J’ai enfin compris ! Mais pour moi cette question a été résolue depuis que l’Eglise a statué qu’il n’était plus nécessaire d’attendre l’exécution de la pénitence à laquelle se rattachait l’indulgence pour revenir se présenter à la Table eucharistique.
Cette nécessité s’apparentait d’ailleurs davantage à une excommunication qu’à une pénitence.
Bref, cela ne concernait pas strictement l’indulgence - or je n’ai pas parlé de billevesées, j’ai juste analysé les conséquences d’une pratique…

En revanche, il a bien toujours été question, même si c’était justement effacé et mis sous le tapis, des mérites surabondants etc.

L’Eglise progresse à petits pas, et c’est effectivement intéressant de voir comme vous nous y invitez comment et pourquoi, même si je vous laisse le développer et ne le fais pas.
Olivier JC a écrit : mer. 27 août 2025, 8:32 C'est avec l'explicitation de la doctrine du Purgatoire que cette pratique des indulgences a été utilisée
Là aussi je trouve que vous y allez fort ! La doctrine du purgatoire n’est pas sortie ex nihilo, elle a donné un cadre conceptuel à une notion qui existait déjà et qui sans doute, pour cause de zèle apostolique, avait trop été récupérée par l’Eglise en son pouvoir, et rendue terre-à-terre.
On sait les abus qui s’en sont suivis.
Or donc la pratique des indulgences a plutôt retrouvé un cadre qui lui était plus naturel et adapté.

Pour en venir aux 2 bulles, je ne vois rien dans vos citations qui contienne quelque chose de nouveau, juste des rappels.
Olivier JC a écrit : mer. 27 août 2025, 8:32 Mais l'on voit aisément qu'il manque encore quelque chose dans l'exposé, à savoir l'articulation entre peine temporelle et attachement malsain. S'agit-il de deux choses différentes mais liées et auxquelles s'appliquent les indulgences ? Ou s'agit-il de la même chose, à savoir de deux manières de regarder la même réalité, de telle sorte que la peine temporelle du péché ne soit autre chose que cet attachement malsain ? Ce qui semble être l'explication la plus logique si l'on veut éviter toute contradiction. Reste ensuite, en pareille perspective, à expliquer le mode d'action de l'indulgence sur l'âme d'autrui, puisqu'il ne peut être suffisant ici de faire une analogie avec la grâce octroyée au délinquant pour effacer la peine qui lui a été infligée par le juge.
Ici s’exprime donc votre préoccupation première.
Pour moi la réponse existe déjà, elle est que oui, il s’agit de 2 choses différentes, même si une certaine tradition tient cet attachement malsain comme une forme et/ou une partie de la pénitence, ce qui n’est vrai que si nous avons le désir de ne plus pécher, voire intelligemment de retrouver la perfection de l’état de contrition parfaite (qui suppose le détachement de tout péché) et qui donc, devient plutôt un frein qu’une peine, sinon de cœur et d’amour exigeant un mérite plus grand là où cela n’aurait pas été nécessaire, et qui peut être tenu pour un mérite réparateur (j’empiète hélas sur la réponse que j’attends de PP).

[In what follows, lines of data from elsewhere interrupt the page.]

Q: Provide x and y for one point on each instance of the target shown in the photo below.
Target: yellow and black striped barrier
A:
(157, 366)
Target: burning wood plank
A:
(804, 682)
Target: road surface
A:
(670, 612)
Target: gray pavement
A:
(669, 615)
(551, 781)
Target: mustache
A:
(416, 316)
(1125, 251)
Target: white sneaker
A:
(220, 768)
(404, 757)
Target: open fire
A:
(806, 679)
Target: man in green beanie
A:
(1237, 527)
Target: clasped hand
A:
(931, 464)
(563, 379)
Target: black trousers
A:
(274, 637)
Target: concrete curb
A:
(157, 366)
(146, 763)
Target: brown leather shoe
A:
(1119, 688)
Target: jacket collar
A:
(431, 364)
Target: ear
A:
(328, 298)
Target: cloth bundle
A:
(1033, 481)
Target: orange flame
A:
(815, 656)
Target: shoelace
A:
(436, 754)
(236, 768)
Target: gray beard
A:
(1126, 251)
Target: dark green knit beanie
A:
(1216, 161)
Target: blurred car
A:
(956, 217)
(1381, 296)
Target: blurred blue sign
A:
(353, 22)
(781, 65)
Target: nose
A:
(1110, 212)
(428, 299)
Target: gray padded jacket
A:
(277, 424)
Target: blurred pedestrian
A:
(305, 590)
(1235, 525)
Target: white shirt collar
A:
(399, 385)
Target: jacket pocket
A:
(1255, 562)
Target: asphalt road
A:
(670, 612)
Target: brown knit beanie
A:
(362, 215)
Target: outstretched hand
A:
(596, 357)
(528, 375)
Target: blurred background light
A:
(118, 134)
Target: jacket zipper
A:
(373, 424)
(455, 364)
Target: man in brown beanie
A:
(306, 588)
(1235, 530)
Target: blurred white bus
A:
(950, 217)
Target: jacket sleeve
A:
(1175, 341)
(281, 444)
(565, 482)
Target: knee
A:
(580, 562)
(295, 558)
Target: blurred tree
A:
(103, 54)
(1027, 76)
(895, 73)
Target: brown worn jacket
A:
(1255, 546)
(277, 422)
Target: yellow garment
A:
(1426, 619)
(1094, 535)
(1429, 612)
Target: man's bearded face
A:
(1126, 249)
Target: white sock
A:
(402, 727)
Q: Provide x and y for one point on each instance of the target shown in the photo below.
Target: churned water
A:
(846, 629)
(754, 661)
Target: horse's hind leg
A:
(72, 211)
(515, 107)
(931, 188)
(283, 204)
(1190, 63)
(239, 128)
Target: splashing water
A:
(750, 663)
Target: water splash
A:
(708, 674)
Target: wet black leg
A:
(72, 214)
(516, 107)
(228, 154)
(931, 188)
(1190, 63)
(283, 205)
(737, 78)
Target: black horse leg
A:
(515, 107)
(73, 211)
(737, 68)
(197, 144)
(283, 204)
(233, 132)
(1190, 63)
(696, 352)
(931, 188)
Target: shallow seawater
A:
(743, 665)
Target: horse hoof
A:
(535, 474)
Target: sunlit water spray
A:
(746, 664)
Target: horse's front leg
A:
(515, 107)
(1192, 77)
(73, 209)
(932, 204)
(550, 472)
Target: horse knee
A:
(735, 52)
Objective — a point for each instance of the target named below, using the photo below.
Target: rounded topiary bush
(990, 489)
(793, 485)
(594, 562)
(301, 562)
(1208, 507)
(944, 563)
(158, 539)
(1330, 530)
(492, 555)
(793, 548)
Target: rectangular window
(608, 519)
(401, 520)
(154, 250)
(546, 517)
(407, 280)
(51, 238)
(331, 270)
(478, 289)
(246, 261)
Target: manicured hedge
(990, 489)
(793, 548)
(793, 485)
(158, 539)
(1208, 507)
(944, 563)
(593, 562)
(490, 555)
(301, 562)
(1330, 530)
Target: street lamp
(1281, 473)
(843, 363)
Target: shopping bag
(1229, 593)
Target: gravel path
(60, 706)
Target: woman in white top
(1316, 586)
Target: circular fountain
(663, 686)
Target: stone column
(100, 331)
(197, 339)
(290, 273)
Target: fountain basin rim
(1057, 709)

Or non, la peine du péché n’est pas que cela, évidemment, ce serait sinon « trop facile » et égoïste, injuste, - la réparation doit évidemment impliquer les autres (dont Dieu !) et tout ce que notre faute a affecté ! Je ne pense pas ici inventer quelque chose…
Quelle contradiction voyiez-vous que vous voudriez éviter ?

Les indulgences, ne s’appliquent pas « automatiquement » aux attachements malsains puisque ceux-ci sont une source de mérite, et que l’indulgence ne porte que sur l’accès au paradis. Cela toutefois peut se faire ou non selon le bon plaisir de Dieu, en tenant compte de notre état (il est bon parfois d’avoir un « aiguillon » qui nous retient de pécher par différentes voies !) mais il s’agit alors d’une grâce adjointe ou additive et qui fait un peu double emploi avec l’eucharistie.

Enfin, quand vous parlez de l’âme d’autrui, je suppose que vous pensez aux âmes du purgatoire concernées par l’indulgence, car vous le savez, nous ne pouvons acquérir d’indulgence pour un autre vivant que nous.
A cela, je crois avoir répondu dans mon post précédent : au purgatoire, nous ne pouvons plus pécher, par conséquent les penchants malsains ont disparu, du moins leur « flamme ». Nous sommes comme si en état de contrition parfaite - mais il reste à purger la peine.
Mais c’est vrai, pas tout à fait : ces penchants bien que désactivés sont toujours présents et leur désordre apparaît comme une évidence, une pollution qui nous fait accepter l’épreuve qui nous en purifie en pleine communion de volonté avec Dieu.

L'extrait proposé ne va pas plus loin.